TUTUP
SCROLL UNTUK MELANJUTKAN MEMBACA
Gabung di IDN Times

Jemaah Umrah Terlantar, Istri Bos ABU Tours Menuntut Bebas

Dia terancam hukuman 20 tahun penjara

IDN Times Sulsel/Didit Hariyadi

Makassar, IDN Times - Nursyariah Mansyur, istri Hamzah Mamba, bos perusahaan travel umrah ABU Tours, meminta hakim Pengadilan Negeri Makassar, Sulawesi Selatan, membebaskannya dari tuntutan hukum. Komisaris ABU Tours itu merupakan salah satu terdakwa dalam kasus dugaan penggelapan dan pencucian uang jemaah umrah.

Nursyariah satu dari tiga terdakwa kasus ABU Tours yang menanti nasib di PN Makassar. Dua lainnya adalah komisaris bernama Chaeruddin dan mantan direktur keuangan, Muhammad Kasim. Sedangkan Hamzah Mamba sebagai terdakwa utama divonis hukuman 20 tahun penjara plus denda Rp500 juta. 

“Terdakwa harus lepas dari hukum. Dasarnya apa, sebab yang dilaporkan adalah ABU Tours, bukan pihak-pihak pribadi atau para terdakwa,” kata Hendro Sariyanto, kuasa hukum Nursyariah, di sela sidang penyampaian pledoi di PN Makassar, Rabu (13/2).

Baca Juga: Kerugian Jemaah ABU Tours Ditutupi dengan Aset Perusahaan 

1. Kuasa hukum menilai terjadi error in persona

IDN Times Sulsel/Didit Hariyadi

Hendro menilai penanganan perkara hukum ABU Tours sudah salah sejak awal. Korban, dalam ini jemaah umrah yang gagal ke Tanah Suci, melaporkan perusahaan ABU Tours kepada Kepolisian. Namun yang jadi tersangka justru sekelompok orang di dalam perusahaan.

Menurut Hendro, orang-orang ABU Tours bisa dijerat jika korporasi telah lebih dulu dikenai hukum pidana. Sedangkan pada kenyataannya, hingga kini ABU Tours sebagai korporasi belum dilimpahkan ke pengadilan. Kondisi ini dianggap berbeda dengan kasus First Travel, karena sejak awal orang pribadi memang jadi pihak terlapor. 
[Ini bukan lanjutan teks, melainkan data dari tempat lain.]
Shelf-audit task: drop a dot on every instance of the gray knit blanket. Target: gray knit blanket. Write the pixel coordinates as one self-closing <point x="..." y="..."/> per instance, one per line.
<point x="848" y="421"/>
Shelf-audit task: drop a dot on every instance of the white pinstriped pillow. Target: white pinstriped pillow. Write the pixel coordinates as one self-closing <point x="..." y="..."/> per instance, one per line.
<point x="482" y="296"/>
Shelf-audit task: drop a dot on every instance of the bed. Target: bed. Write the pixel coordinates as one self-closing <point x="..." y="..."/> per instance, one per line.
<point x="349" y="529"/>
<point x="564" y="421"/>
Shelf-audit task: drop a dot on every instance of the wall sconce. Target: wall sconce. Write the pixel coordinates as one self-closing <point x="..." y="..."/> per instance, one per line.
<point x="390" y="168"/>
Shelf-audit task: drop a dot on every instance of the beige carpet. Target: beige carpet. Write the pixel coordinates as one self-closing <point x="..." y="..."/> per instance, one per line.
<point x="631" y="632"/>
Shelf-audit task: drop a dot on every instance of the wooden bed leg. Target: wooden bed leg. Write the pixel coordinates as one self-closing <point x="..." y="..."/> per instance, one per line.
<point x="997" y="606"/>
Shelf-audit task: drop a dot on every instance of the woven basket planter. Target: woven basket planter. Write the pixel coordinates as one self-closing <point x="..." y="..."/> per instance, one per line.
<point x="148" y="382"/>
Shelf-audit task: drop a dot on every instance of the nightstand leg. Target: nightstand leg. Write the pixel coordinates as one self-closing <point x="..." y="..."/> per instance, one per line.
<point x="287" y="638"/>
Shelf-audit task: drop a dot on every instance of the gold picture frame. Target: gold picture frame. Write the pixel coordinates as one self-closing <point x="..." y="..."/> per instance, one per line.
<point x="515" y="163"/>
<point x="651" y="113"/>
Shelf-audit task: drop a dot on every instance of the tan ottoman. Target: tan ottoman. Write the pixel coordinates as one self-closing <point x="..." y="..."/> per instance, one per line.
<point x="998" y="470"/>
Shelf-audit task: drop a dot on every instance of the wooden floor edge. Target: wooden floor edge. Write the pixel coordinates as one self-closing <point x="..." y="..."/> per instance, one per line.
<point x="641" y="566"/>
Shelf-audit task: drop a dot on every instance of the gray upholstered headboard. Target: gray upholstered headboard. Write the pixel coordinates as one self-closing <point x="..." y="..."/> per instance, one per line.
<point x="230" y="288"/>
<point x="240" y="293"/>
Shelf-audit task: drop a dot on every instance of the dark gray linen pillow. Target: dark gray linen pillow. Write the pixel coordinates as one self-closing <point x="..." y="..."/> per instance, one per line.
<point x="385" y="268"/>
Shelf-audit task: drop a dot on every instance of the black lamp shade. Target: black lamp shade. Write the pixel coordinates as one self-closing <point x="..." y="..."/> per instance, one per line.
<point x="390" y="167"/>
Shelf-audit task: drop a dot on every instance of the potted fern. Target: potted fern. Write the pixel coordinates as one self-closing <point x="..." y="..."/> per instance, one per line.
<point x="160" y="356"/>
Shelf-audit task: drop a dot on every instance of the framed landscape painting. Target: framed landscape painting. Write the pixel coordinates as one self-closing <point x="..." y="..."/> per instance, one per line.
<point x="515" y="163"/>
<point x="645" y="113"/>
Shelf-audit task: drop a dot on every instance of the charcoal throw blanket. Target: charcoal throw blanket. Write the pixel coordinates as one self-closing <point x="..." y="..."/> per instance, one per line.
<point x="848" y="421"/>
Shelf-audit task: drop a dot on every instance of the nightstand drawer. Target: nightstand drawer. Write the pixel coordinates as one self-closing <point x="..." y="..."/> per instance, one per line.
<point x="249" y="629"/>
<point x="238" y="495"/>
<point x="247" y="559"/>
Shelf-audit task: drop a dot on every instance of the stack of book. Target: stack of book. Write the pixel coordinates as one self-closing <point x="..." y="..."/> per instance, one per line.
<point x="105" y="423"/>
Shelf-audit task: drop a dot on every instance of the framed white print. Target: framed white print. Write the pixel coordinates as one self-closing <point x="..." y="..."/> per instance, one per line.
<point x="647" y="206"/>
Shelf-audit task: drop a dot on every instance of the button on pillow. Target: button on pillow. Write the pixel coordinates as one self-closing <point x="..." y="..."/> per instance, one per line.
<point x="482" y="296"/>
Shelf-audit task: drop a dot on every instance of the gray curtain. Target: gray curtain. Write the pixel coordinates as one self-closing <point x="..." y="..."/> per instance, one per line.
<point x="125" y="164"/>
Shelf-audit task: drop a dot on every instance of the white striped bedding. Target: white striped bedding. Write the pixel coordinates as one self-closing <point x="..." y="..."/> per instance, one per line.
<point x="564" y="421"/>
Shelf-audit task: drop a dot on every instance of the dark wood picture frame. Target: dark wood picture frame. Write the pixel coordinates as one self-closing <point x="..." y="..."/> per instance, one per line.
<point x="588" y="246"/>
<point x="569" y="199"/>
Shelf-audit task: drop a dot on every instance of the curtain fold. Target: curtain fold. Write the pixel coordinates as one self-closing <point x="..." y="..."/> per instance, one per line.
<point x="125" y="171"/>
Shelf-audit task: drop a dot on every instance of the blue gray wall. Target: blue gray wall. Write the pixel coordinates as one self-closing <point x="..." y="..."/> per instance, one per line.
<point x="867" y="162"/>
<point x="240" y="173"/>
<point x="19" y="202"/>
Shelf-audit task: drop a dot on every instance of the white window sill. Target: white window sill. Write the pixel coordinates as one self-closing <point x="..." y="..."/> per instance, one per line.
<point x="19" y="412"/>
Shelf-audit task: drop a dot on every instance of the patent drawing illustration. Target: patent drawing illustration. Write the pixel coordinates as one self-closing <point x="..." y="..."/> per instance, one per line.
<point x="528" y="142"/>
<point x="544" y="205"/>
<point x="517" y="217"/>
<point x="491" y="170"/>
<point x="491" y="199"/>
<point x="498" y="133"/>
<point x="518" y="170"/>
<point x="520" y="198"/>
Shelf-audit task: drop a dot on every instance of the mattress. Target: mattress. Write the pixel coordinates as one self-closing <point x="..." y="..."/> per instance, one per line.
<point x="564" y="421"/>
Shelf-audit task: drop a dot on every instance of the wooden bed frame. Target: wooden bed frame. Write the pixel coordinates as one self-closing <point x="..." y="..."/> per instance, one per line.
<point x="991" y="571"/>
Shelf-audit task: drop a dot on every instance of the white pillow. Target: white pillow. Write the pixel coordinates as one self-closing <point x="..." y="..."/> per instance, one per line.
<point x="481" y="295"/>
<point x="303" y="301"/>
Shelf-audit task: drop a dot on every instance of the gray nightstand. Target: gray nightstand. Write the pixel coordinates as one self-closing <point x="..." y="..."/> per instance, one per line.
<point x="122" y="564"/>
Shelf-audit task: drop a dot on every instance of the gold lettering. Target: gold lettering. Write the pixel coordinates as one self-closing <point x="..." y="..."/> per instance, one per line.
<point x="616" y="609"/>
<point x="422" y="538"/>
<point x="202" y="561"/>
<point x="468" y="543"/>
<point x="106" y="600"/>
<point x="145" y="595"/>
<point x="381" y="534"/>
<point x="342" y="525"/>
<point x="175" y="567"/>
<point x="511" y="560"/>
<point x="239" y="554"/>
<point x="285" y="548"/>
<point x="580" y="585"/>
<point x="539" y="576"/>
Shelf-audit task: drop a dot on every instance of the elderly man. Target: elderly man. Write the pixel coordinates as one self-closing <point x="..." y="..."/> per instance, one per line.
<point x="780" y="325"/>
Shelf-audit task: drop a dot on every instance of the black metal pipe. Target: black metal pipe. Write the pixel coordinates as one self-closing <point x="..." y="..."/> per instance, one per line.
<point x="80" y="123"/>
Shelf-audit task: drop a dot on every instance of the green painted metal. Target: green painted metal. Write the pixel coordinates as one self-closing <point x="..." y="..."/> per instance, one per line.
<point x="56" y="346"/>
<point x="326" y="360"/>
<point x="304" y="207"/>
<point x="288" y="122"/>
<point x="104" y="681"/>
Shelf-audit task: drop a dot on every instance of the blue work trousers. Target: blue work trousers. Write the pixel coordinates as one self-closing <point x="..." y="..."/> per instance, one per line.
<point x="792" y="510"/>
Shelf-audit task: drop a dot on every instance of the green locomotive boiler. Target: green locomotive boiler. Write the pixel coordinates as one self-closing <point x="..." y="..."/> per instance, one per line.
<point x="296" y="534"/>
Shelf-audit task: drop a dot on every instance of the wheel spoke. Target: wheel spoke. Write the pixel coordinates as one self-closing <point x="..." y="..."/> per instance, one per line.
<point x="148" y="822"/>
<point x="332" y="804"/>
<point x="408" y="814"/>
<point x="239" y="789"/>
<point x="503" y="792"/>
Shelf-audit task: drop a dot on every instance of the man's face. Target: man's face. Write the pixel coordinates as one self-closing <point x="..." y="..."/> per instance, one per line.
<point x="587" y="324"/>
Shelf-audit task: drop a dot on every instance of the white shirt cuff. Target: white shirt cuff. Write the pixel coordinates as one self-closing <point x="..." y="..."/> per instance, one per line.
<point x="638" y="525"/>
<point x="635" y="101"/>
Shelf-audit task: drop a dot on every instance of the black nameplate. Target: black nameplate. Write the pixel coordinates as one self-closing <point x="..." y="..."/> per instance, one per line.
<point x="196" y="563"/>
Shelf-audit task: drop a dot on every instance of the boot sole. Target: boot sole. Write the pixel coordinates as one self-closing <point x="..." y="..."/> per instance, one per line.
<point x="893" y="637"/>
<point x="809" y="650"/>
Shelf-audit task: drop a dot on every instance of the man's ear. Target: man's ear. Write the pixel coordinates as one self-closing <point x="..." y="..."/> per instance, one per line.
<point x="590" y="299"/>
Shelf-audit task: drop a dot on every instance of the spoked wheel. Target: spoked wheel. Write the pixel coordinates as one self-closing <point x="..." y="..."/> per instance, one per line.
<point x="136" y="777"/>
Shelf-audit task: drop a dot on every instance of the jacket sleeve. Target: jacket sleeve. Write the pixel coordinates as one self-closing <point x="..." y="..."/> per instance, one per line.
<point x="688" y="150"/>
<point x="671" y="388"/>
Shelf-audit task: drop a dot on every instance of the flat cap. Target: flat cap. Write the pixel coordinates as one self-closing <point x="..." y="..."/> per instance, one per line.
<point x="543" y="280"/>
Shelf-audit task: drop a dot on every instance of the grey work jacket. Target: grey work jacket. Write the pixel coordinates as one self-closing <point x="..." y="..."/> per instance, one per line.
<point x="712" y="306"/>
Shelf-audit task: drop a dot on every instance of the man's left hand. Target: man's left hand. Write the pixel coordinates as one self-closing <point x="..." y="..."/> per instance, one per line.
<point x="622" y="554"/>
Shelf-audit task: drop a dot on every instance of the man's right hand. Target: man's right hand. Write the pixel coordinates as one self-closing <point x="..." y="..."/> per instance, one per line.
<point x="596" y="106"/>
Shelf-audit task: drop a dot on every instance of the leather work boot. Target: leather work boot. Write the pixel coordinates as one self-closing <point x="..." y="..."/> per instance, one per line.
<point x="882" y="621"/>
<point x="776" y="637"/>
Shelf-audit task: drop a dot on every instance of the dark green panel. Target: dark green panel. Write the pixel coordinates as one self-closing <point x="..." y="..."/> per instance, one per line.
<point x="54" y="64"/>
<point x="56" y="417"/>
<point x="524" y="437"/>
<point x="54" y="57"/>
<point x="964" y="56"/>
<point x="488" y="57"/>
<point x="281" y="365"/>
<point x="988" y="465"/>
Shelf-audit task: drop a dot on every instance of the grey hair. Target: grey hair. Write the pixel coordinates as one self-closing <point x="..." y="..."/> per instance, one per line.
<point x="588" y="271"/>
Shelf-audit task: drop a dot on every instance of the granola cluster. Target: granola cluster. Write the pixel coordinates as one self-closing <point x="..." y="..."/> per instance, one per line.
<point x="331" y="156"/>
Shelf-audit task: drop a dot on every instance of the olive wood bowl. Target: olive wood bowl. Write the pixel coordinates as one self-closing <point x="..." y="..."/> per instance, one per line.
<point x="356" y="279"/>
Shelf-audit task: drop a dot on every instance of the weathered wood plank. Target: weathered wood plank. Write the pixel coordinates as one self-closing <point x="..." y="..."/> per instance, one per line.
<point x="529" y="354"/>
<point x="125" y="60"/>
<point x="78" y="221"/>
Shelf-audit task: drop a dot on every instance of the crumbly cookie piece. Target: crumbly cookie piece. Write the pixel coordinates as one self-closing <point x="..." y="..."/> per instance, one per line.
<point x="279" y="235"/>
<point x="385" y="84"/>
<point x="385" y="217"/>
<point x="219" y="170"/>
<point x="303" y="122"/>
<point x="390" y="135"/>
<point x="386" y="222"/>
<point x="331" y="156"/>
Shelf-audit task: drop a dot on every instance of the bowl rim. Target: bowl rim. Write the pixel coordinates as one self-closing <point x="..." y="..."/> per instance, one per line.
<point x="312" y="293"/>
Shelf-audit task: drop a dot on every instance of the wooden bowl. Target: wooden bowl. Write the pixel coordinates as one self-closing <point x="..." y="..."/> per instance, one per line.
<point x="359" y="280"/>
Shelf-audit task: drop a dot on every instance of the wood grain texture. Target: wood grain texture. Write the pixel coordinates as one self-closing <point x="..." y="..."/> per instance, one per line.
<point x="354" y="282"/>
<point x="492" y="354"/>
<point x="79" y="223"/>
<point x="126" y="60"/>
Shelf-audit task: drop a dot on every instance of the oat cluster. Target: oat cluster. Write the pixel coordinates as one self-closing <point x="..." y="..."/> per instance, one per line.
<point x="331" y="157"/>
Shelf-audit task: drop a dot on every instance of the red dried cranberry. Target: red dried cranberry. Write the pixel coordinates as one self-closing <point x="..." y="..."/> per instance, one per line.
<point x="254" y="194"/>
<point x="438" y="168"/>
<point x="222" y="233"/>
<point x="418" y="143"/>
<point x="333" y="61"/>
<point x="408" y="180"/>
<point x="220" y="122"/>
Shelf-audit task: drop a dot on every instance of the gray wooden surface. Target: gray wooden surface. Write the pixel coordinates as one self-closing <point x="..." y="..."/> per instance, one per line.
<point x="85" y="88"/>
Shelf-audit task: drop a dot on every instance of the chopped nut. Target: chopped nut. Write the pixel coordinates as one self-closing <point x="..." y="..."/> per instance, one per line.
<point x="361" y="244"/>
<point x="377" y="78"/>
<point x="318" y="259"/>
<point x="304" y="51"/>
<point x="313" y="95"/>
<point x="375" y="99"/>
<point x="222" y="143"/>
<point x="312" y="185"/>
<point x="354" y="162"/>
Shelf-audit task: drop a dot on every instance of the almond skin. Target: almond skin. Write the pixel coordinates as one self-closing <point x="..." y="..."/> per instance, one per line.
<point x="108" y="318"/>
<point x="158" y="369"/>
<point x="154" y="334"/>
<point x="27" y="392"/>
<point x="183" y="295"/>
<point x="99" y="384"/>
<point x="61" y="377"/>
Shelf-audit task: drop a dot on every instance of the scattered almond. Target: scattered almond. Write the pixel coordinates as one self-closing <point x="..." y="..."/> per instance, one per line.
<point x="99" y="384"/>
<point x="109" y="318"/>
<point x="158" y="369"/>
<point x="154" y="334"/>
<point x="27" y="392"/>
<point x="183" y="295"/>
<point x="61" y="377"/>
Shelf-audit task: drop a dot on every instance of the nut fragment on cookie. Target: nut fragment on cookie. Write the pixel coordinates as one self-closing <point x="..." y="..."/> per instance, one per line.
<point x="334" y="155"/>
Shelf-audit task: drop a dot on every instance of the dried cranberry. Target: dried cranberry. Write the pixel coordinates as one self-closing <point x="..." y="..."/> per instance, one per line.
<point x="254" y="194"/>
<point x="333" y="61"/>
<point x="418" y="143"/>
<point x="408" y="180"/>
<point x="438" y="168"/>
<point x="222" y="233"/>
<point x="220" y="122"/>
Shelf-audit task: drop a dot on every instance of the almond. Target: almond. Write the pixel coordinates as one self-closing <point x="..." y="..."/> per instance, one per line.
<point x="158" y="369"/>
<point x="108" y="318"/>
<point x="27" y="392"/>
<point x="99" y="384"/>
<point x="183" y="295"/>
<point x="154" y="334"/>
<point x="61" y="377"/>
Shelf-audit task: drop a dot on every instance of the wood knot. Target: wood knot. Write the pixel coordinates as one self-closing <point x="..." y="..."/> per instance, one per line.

“Di dalam hukum, ini namanya error in persona, maka para terdakwa harus lepas dari tuntutan hukum,” ujar Hendro.

2. Kerugian jemaah seharusnya dilaporkan secara perdata

IDN Times / Aan Pranata

Jaksa menuntut para terdakwa dalam kasus ABU Tours menggelapkan uang setoran 96 ribu jemaah umrah, senilai Rp1,2 triliun. Terdakwa dianggap menyelewengkan uang tersebut untuk keperluan pribadi sehingga jemaah terlantar.

Hendro mengatakan, kasus ini tidak tepat digolongkan kasus pidana. Sebab antara perusahaan ABU Tours dengan agen serta jemaah terjadi transaksi jual beli paket umrah. Saat perusahaan tidak bisa memberangkatkan, terjadi wanprestasi yang bisa diproses secara perdata.

“Masalah itu tergolong utang piutang, bisa masuk ke gugatan perdata, masuk ke PKPU, bisa dimasukkan agar perusahan pailit,” kata Hendro.

Lebih lanjut, dia juga menyatakan uang Rp1,2 triliun tidak bisa disebut uang titipan jemaah, melainkan terjadi transaksi jual beli. Sehingga tidak tepat jika perkara digolongkan sebagai penggelapan uang jemaah.

“Kalau pun harus dipaksakan menjadi kasus pidana, seharusnya terdakwa dijerat karena menggelapkan uang perusahaan. Bukan uang jemaah,” Hendro menambahkan.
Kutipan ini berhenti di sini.